Uri Avnery – 11 septembre 2010
C’est l’histoire d’un homme qui avait dicté son testament. Il répartissait généreusement ses biens, assurait l’avenir des membres de sa famille, récompensait ses amis sans oublier ses serviteurs. Il concluait par un paragraphe succinct : “Au cas où je mourrais, ce testament serait nul et non avenu.”
J’AI BIEN peur qu’un tel paragraphe ne vienne s’ajouter à l’“accord cadre” que Benjamin Nétanyahou promet de signer dans un délai d’un an, au terme de négociations honnêtes et fructueuses avec l’Autorité palestinienne, grâce à la médiation d’Hillary Clinton, pour la plus grande gloire du Président Barack Obama.
Au terme de 12 mois, on aboutira à un accord sur un cadre parfait. Toutes les “questions fondamentales” seront résolues – la création de l’État palestinien, des frontières s’appuyant sur la Ligne Verte, le partage de Jérusalem en deux capitales, les dispositions concernant la sécurité, les colonies, les réfugiés, la répartition de l’eau. Tout.
Et alors, à la veille de l’impressionnante cérémonie de signature sur la pelouse de la Maison Blanche, Nétanyahou demandera d’ajouter un petit paragraphe : “Au moment où s’ouvriront les négociations en vue d’un traité de paix définitif, cet accord sera nul et non avenu.”
UN ACCORD CADRE n’est pas un traité de paix. C’est le contraire d’un traité de paix.
Un traité de paix est un accord final. Il comporte les détails des compromis obtenus au cours de négociations longues et épuisantes. Aucune des deux parties ne sera parfaitement satisfaite du résultat, mais chacune d’elles saura qu’elle a obtenu beaucoup et qu’elle peut s’en satisfaire.
Après la signature, viendra le temps de la mise en œuvre. Dans la mesure où tous les détails auront été précisés dans le traité lui-même, il n’y aura pas de discussion supplémentaire ; mis à part des éléments techniques mineurs. Ces éléments seront soumis à l’arbitrage américain.
Un accord cadre est tout le contraire. Il laisse tous les détails en suspens. Chacun de ses paragraphes est susceptible d’au moins une dizaine d’interprétations, puisque l’accord escamote les différences fondamentales au moyen de compromis non écrits.
On peut tout à fait dire que les négociations en vue d’un accord cadre ne sont que le prologue à de réelles négociations, un couloir menant au salon.

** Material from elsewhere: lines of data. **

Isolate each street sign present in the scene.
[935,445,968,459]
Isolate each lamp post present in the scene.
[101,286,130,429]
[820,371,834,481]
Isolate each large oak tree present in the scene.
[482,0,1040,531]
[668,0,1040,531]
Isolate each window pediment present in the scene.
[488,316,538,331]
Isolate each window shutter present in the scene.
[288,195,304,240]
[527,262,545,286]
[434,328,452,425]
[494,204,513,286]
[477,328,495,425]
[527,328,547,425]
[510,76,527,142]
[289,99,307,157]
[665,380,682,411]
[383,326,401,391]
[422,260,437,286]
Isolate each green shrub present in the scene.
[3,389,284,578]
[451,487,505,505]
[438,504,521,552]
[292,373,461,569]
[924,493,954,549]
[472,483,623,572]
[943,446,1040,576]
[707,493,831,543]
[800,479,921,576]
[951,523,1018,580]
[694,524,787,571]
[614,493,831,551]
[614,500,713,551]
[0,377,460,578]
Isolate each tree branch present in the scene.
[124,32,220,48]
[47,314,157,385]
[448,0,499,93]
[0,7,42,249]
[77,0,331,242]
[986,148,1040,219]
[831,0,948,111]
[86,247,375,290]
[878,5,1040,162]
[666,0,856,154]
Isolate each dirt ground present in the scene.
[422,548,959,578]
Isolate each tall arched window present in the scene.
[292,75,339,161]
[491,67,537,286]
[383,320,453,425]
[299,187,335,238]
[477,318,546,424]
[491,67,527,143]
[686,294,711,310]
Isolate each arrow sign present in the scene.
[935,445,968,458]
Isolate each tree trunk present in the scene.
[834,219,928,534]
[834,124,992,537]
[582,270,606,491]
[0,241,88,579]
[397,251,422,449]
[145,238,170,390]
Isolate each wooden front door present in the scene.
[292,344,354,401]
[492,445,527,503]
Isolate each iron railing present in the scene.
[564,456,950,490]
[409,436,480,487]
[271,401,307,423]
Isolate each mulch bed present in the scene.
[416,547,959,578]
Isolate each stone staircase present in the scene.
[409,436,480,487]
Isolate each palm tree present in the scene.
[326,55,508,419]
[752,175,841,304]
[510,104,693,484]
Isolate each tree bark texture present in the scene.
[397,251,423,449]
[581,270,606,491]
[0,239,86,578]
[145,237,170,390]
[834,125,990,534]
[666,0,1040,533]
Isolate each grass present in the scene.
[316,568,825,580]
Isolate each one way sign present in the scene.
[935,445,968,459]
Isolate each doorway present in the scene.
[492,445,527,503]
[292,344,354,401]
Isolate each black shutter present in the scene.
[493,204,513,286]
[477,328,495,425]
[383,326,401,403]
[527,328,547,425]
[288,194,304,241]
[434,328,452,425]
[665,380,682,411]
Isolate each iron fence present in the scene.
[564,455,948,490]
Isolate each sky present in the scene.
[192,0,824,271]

Si un accord cadre est obtenu au bout d’une année – béni soit celui qui y croit – les véritables négociations pour le traité de paix final peuvent bien durer cinq ans, dix ans, cent ans, deux cents ans. Demandez à Yitzhak Shamir.
COMMENT le sais-je ? Nous avons déjà assisté à cet opéra.
La “Déclaration de Principes” d’Oslo, qui fut signée il y a 17 ans moins deux jours, était un accord cadre de ce type.
À l’époque on parla d’accord historique, et à juste titre. La cérémonie solennelle sur la pelouse de la Maison Blanche se justifiait pleinement. Son importance découlait de l’événement qui l’avait précédée, le 10 septembre (qui se trouvait être le jour de mon anniversaire), lorsque le chef du mouvement de libération palestinien reconnut formellement l’État d’Israël et que le Premier ministre d’Israël reconnut formellement l’existence du peuple palestinien et de son mouvement de libération.
(Il faut remarquer ici que l’accord d’Oslo de 1993, tout autant que l’initiative de Sadate en 1977, avait été préparé dans le dos des Américains. Dans les deux cas, l’histoire s’écrivit sans la participation des États-Unis et, même, dans la crainte de celle-ci. Anouar El Sadate prit la décision de son vol sans précédent vers Jérusalem sans que l’ambassadeur américain au Caire en ait été le moins du monde informé, et les négociateurs d’Oslo prirent grand soin de garder leurs activités secrètes. La participation américaine n’intervint que très tard dans le processus, alors qu’il y avait déjà un fait accompli.)
Que s’est-il produit après la signature de l’accord cadre d’Oslo par les deux parties, au son des trompettes ?
Des négociations ont démarré.
Des négociations sur chaque détail. Des contestations sur chaque détail.
PAR EXEMPLE : l’accord prévoyait l’ouverture de quatre “points de passage sûrs”entre la Cisjordanie et la Bande de Gaza. Israël remplit cet engagement de la façon suivante : le long des passages proposés, des panneaux de signalisation très visibles furent mis en place, proclamant dans les trois langues : “Vers Gaza”. Ici et là, on peut encore apercevoir de tels panneaux de signalisation rouillés.
Et les points de passage ? Ils ne furent jamais ouverts.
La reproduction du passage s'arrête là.